Barnard Marcus raised £4.6m from its 165-lot residential auction at the Hyde Park Hotel, SW1, on February 11. It scored a success rate of only 71%, however.
“It was a new venue for us so it was a bit of a strange atmosphere,” said auctioneer Chris Glenn. “The stock that let us down was the assured shorthold tenancies.”
Glenn added: “Vendors were setting reserves based on income value and yield rather than the capital value of the bricks and mortar and they were slightly disappointed as they struggled to reach the reserves in the room.”
For example, the vendor of lot 20 – a double-fronted house in Queens Park, NW6 which is divided into seven bed-sits – set his reserve at £214,000 based on the total rental income of £22,776 pa. The highest bid, however, was only £210,500.
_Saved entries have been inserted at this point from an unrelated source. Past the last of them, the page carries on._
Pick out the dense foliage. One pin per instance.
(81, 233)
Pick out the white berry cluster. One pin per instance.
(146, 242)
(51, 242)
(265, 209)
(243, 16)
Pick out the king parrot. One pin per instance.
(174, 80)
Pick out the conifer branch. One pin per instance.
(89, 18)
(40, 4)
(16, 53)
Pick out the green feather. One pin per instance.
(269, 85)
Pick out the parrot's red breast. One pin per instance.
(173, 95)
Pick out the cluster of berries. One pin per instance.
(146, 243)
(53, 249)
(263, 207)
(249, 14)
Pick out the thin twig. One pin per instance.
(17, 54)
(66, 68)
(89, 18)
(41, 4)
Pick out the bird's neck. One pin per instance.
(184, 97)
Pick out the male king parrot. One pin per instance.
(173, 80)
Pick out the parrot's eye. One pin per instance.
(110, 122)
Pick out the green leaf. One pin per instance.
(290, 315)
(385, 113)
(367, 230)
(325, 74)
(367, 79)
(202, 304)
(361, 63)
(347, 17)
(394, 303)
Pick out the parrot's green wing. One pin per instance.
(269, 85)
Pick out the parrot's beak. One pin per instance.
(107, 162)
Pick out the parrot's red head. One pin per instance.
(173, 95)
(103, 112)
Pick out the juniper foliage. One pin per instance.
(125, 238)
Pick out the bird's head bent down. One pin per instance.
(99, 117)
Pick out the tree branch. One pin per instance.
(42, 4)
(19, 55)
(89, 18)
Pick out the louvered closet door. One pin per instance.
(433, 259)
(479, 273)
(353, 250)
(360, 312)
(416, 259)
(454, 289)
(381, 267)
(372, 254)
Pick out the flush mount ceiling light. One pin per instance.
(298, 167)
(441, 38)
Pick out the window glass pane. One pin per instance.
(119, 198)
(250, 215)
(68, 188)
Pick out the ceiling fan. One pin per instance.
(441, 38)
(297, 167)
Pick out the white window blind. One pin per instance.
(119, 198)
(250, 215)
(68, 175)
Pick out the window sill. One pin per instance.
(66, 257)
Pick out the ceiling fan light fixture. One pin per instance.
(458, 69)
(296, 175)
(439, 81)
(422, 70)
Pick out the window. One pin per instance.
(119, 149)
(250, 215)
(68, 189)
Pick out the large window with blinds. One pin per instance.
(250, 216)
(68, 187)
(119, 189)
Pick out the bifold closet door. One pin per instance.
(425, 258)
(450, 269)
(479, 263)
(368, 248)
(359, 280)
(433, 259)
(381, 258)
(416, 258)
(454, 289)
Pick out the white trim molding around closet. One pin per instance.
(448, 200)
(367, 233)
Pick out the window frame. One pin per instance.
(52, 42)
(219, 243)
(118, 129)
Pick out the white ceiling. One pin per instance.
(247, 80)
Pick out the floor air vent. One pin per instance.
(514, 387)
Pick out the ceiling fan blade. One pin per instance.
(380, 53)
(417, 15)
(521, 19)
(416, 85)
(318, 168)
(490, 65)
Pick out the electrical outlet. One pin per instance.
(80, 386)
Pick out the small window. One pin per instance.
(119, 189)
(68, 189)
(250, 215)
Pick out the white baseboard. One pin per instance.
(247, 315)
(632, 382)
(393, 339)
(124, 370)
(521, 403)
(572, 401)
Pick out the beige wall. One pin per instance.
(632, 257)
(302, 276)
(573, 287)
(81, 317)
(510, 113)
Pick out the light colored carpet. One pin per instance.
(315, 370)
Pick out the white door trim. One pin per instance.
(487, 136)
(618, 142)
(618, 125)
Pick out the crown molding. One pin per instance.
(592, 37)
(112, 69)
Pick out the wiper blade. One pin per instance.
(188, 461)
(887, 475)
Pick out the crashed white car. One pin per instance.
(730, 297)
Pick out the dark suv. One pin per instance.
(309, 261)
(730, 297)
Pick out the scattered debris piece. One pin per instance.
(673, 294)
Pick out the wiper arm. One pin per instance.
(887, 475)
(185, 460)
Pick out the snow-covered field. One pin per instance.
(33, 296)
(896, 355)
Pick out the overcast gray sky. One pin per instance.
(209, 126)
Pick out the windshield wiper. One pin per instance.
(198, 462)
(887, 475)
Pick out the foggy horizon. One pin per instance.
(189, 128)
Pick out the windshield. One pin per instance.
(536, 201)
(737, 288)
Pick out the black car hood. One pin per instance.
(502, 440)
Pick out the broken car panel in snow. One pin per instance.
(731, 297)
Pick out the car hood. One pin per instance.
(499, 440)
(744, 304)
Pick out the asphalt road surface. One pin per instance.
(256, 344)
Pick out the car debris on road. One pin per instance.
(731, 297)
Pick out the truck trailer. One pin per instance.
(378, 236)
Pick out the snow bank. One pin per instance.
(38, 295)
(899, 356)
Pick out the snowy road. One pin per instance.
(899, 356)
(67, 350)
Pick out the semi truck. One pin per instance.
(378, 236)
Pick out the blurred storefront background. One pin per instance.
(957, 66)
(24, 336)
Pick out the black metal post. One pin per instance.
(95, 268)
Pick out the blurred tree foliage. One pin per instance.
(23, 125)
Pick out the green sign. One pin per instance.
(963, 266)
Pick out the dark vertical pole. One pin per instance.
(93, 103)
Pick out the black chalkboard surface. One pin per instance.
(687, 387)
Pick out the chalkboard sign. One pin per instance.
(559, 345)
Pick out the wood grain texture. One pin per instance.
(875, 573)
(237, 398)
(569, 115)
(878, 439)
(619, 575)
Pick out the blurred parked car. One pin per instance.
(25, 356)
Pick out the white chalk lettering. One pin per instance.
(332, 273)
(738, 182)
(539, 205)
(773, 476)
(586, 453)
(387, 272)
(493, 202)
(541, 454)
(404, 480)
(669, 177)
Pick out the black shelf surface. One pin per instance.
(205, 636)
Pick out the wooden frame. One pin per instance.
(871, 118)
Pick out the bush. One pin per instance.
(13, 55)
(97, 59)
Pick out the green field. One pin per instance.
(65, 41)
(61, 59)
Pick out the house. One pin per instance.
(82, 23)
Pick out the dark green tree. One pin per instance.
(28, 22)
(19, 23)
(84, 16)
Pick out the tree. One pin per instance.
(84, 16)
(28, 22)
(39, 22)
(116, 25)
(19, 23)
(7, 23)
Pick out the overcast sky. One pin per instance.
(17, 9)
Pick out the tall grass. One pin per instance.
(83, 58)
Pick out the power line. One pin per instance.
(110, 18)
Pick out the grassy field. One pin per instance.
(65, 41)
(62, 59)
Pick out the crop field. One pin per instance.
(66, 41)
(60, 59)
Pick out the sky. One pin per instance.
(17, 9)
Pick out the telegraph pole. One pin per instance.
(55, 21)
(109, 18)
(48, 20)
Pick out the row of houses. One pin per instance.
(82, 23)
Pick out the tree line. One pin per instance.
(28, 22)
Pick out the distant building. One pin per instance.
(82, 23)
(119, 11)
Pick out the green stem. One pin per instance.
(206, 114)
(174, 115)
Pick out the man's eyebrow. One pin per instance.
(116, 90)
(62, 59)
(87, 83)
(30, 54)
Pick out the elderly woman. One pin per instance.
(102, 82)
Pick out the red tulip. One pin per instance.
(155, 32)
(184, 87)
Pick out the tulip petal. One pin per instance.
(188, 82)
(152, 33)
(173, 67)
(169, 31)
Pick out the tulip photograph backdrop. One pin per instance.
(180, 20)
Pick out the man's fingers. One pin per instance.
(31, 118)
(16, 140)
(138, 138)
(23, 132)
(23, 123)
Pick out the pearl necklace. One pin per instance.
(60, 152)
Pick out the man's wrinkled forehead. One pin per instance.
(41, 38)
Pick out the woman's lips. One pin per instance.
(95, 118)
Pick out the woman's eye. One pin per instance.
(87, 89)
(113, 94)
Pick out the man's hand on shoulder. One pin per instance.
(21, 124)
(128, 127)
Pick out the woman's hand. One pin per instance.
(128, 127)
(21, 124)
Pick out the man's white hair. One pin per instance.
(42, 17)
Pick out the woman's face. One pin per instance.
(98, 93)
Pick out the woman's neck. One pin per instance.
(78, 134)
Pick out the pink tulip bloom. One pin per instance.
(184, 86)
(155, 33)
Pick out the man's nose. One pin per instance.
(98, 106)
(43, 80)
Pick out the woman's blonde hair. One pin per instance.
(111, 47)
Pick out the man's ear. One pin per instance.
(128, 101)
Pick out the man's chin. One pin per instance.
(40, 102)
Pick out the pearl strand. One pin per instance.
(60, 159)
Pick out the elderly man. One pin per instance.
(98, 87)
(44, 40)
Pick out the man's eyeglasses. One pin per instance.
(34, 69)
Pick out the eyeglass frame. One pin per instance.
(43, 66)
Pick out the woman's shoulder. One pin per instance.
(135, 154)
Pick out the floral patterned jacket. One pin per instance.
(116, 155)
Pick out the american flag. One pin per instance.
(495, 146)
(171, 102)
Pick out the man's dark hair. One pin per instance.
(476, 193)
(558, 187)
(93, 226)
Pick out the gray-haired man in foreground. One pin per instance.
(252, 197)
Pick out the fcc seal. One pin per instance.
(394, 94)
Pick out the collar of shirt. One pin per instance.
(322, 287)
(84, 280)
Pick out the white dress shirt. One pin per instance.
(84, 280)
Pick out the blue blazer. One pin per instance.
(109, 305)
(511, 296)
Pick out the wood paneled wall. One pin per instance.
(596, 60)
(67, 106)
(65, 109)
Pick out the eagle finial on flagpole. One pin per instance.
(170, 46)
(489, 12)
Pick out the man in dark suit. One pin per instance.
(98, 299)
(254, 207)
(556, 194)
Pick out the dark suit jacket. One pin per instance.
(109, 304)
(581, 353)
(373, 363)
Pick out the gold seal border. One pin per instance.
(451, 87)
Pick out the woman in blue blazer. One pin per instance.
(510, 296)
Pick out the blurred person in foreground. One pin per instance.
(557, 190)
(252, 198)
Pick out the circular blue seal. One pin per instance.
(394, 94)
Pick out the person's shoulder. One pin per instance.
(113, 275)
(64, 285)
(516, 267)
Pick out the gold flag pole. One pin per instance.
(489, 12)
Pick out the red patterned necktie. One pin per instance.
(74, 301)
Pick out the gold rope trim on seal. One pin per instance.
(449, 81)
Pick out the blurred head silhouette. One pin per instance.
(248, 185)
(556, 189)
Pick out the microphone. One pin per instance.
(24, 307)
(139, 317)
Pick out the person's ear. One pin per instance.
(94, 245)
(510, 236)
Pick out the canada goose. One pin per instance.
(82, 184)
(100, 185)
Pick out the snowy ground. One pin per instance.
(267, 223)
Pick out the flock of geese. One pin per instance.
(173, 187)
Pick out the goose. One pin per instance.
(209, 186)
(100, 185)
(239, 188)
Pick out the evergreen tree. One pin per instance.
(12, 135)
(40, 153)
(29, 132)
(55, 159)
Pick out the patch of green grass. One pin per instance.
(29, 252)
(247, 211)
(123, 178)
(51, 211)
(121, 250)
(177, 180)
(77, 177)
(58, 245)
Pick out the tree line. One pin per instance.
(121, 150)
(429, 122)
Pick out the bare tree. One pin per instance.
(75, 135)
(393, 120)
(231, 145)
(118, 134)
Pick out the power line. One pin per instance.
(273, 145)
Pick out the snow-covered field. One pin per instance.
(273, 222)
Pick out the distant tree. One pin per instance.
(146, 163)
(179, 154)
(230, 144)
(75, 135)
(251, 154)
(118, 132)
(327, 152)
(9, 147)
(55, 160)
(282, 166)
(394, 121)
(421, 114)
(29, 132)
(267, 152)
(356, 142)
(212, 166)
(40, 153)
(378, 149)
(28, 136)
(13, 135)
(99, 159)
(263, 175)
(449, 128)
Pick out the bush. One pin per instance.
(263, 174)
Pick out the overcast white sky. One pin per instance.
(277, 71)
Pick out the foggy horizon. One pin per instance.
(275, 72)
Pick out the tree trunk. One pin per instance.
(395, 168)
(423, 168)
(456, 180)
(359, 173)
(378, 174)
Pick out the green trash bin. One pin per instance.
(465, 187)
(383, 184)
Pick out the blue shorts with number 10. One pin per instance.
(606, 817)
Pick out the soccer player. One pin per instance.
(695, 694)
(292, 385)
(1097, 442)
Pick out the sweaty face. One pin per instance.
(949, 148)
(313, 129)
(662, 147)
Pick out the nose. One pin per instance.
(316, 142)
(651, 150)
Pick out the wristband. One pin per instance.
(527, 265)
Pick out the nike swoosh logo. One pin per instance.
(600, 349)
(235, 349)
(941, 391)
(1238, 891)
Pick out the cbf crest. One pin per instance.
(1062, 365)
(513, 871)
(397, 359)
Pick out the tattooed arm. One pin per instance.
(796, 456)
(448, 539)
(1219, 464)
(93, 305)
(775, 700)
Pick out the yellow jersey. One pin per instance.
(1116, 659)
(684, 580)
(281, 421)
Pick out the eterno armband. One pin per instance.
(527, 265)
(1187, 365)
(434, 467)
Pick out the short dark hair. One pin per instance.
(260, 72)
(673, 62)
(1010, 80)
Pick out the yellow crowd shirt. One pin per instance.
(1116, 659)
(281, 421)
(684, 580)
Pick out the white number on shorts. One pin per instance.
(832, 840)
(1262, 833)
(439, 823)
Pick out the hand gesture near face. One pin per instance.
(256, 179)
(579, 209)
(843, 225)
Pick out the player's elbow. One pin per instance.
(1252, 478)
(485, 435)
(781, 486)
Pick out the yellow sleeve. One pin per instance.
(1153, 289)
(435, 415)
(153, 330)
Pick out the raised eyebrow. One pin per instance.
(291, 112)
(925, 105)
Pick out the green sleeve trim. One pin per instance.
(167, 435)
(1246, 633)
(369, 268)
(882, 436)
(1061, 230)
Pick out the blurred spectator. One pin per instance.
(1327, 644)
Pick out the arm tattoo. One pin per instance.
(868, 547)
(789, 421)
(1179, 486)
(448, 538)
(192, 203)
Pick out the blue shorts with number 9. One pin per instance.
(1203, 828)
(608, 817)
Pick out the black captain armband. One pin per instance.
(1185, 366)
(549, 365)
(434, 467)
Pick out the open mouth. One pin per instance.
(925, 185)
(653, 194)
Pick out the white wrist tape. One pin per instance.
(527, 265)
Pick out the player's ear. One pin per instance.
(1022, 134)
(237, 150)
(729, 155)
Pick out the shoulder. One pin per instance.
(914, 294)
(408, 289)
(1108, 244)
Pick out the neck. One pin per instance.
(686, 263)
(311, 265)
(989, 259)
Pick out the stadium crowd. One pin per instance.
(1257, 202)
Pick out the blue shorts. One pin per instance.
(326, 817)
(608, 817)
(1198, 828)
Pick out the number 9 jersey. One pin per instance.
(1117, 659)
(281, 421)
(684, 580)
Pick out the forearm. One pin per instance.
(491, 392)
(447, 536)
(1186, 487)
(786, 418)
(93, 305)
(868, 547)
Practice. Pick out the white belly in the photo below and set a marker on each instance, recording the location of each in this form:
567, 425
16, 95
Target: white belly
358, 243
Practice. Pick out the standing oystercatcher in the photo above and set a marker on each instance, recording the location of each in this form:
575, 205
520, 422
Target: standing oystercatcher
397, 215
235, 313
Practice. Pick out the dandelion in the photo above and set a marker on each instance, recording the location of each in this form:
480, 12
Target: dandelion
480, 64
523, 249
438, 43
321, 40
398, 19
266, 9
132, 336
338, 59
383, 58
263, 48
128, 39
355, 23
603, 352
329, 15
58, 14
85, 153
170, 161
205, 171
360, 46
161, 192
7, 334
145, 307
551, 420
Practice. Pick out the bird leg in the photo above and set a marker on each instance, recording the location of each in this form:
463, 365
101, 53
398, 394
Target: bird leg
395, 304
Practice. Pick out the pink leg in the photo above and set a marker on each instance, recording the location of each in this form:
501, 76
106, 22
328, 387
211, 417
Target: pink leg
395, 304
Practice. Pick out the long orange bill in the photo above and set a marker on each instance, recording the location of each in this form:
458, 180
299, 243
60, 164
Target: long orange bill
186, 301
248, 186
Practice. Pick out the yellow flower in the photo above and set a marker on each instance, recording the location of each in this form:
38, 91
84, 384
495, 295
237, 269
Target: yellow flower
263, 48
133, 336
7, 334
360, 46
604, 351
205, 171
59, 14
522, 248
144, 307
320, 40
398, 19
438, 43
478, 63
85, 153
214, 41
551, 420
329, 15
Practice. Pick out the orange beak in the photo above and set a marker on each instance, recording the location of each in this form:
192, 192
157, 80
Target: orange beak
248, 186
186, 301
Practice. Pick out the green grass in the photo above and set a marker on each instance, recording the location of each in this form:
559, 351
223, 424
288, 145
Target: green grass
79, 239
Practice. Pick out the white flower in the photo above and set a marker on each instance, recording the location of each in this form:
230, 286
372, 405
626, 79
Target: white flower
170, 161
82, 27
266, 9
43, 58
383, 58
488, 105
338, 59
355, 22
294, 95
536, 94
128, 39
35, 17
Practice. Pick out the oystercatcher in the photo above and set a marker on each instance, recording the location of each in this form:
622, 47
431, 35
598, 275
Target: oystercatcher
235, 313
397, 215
This shows that buyers are including management and service costs in what they are willing to pay, said Glenn. “Vendors aren’t allowing for management, maintenance and dilapidations on multi-let properties.”
However, interest from owner-occupiers and small investors was stronger than ever. “It’s like the 1980s. People are buying in expectation of prices increasing,” said Glenn.
Many lots sold at significantly above reserve, and Glenn sees the recovery in prices spreading out from the fashionable centres where it started. “I think the market is still going to go up,” he said.